It seems as if both dictionaries are stored in the same place. But that's impossible, right?
Actually, that's exactly what's happening. Your line:
copy = dictionary1
makes copy
another name for the object already named dictionary1
. It does not create a new dictionary containing the contents of dictionary1
.
Python variables are names for objects. Setting one variable equal to another assigns the name to the object, it does not copy the object. There are various ways to do that - for one way to do a shallow copy, you can use:
copy.update(dictionary1)
Or, as Red Alert noted in the comments above, copy = dictionary1.copy()
. That's better than declaring a new empty dict and using update
.
Or, for more safety, use the copy.deepcopy
function. With the example you've shown here there would be no difference, but if your dictionary had lists or other mutable objects as values the shallow copy would copy references to the objects rather than new objects.
Some notes on mutable vs. immutable objects follow, based on the comments thread:
It is common for implementations of Python (including the only one I can talk about with accuracy, the common C implementation) to reuse objects for some immutable objects. For example, the following code in C Python will result in two references to the same object:
x = 7
y = 7
Because 7
is immutable, it is safe to do this.

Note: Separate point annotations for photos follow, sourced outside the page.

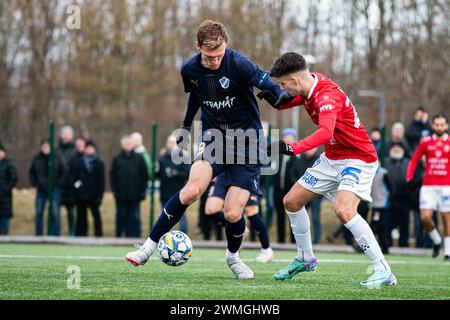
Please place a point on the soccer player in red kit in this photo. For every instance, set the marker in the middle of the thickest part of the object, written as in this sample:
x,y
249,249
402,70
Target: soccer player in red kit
x,y
343,173
435,191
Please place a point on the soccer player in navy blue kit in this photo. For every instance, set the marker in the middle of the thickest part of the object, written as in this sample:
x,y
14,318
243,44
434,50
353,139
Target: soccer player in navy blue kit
x,y
220,81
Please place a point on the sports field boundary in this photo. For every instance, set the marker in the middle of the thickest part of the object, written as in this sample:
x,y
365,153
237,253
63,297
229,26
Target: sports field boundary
x,y
107,241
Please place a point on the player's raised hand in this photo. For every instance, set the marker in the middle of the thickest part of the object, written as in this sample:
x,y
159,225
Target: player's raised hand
x,y
283,148
282,99
273,100
183,140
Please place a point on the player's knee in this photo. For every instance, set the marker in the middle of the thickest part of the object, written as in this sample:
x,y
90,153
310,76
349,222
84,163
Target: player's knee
x,y
190,194
291,204
211,209
233,216
344,213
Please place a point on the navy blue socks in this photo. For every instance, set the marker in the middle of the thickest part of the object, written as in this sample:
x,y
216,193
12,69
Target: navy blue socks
x,y
258,224
235,234
172,213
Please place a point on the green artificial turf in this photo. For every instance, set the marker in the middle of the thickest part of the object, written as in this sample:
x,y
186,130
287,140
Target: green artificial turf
x,y
41,272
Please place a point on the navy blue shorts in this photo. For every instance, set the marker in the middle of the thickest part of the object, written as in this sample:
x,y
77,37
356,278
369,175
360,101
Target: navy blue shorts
x,y
220,188
245,176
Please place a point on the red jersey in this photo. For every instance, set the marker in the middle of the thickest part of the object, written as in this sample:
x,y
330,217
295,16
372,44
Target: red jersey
x,y
340,129
437,154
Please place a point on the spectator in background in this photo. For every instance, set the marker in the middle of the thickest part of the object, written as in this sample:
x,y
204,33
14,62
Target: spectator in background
x,y
397,164
283,181
398,138
418,128
172,176
8,180
307,160
382,189
375,136
38,176
67,151
139,148
128,177
423,240
80,145
89,184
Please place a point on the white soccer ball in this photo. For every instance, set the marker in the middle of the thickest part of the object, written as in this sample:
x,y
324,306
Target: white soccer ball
x,y
175,248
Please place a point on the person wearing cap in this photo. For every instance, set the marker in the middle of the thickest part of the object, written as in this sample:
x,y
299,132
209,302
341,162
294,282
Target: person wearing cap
x,y
67,150
38,175
128,178
89,184
8,180
283,180
398,138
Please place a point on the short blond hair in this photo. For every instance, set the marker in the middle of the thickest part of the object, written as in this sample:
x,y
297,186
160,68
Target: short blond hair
x,y
211,34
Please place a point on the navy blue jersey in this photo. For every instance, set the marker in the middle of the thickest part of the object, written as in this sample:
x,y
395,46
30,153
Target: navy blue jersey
x,y
225,95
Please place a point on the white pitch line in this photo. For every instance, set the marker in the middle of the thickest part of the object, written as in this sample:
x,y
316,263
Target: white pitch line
x,y
358,261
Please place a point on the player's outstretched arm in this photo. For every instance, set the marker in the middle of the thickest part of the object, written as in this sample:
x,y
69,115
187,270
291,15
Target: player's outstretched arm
x,y
322,135
183,134
413,163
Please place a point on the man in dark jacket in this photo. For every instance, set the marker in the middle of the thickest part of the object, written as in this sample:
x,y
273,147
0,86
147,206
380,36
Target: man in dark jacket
x,y
38,176
89,183
67,151
129,178
172,176
396,164
8,179
418,128
283,181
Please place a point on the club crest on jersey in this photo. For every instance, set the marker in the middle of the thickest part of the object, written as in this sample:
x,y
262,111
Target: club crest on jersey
x,y
225,82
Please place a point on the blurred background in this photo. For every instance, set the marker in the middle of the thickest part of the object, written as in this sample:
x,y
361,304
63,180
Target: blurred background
x,y
119,71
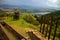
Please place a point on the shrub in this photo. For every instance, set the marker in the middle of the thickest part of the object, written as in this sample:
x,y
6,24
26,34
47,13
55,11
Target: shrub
x,y
30,19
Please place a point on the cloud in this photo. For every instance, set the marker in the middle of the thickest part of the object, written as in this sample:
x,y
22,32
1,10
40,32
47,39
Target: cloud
x,y
53,3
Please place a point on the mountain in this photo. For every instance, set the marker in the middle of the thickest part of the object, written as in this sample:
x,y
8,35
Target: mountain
x,y
54,14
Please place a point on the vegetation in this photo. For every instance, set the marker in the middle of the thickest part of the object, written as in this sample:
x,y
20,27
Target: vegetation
x,y
28,21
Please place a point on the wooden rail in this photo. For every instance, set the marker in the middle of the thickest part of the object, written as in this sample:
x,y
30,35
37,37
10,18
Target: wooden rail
x,y
3,36
19,36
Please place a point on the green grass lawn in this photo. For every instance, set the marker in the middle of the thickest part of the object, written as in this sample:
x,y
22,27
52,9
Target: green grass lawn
x,y
21,25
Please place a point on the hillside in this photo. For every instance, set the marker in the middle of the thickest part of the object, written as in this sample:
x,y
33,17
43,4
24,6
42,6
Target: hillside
x,y
55,14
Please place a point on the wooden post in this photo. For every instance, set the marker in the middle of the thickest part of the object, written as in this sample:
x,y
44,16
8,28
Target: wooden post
x,y
16,15
43,25
47,28
56,21
50,22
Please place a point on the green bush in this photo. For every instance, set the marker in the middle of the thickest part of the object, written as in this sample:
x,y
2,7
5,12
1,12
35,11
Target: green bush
x,y
30,19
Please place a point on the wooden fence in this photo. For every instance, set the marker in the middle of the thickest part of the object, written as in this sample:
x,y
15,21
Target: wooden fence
x,y
49,26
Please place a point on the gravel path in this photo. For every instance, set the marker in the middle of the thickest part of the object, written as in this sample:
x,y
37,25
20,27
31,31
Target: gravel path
x,y
9,34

You can subsequently rebind x
to a different object, eg:
x = 9
This does not affect the shared object for 7
, and y
will not change. This behavior is not special to immutable objects - x = 9
rebinds the name in the same way that x = [1, 2]
would. In neither case would y
be affected. What is special is the behavior of mutable objects - code like x = [1, 2]; x.append(3)
changes the underlying object. Correct Python implementations will not reuse objects for mutable classes.
In general, you will not have to care about this implementation detail. Although it is true that x = 7; y = 7; x is y
will return True
in the C implementation of Python, code should not rely on this. Instead, it is best to write your code as if it were entirely possible that x
and y
would have different objects - you can't mutate those objects, so it should never matter. Instead, use the comparison functions like ==
- those work regardless of the implementation detail. And in fact numeric equality can easily be true in cases where object identity is not, such as x = 7; y = 7.0; x == y
.
All you actually have to worry about is whether you have other names for your mutable objects, such as:
x = [1, 2]
y = x
y.append(3)
Python variables are always references to objects, but in some cases you can work with the objects as if they were values. They aren't, but when you're doing things that are safe to do on shared objects (such as everything you can do to an integer) you don't have to care.
The one fly in this ointment is None
. None
is a singleton object - None
is in fact a reference to a single immutable instance of NoneType
. But because comparison logic can be written incorrectly, the correct way to check for None
values is in fact to rely on that singleton nature and use x is None
instead of x == None
and run the risk that x
's equality check returns a false positive. I haven't checked the implementation details to see if it's even theoretically possible to create a second object of NoneType
, but in any case nothing does.
You should make sure that when you are mutating an object, you either intend your mutations to affect all references to that object or that you make a copy first. Because it is impossible to mutate an immutable type like an int
, you don't have to worry about this with int
s, tuple
s, frozenset
s, or other built-in immutable types.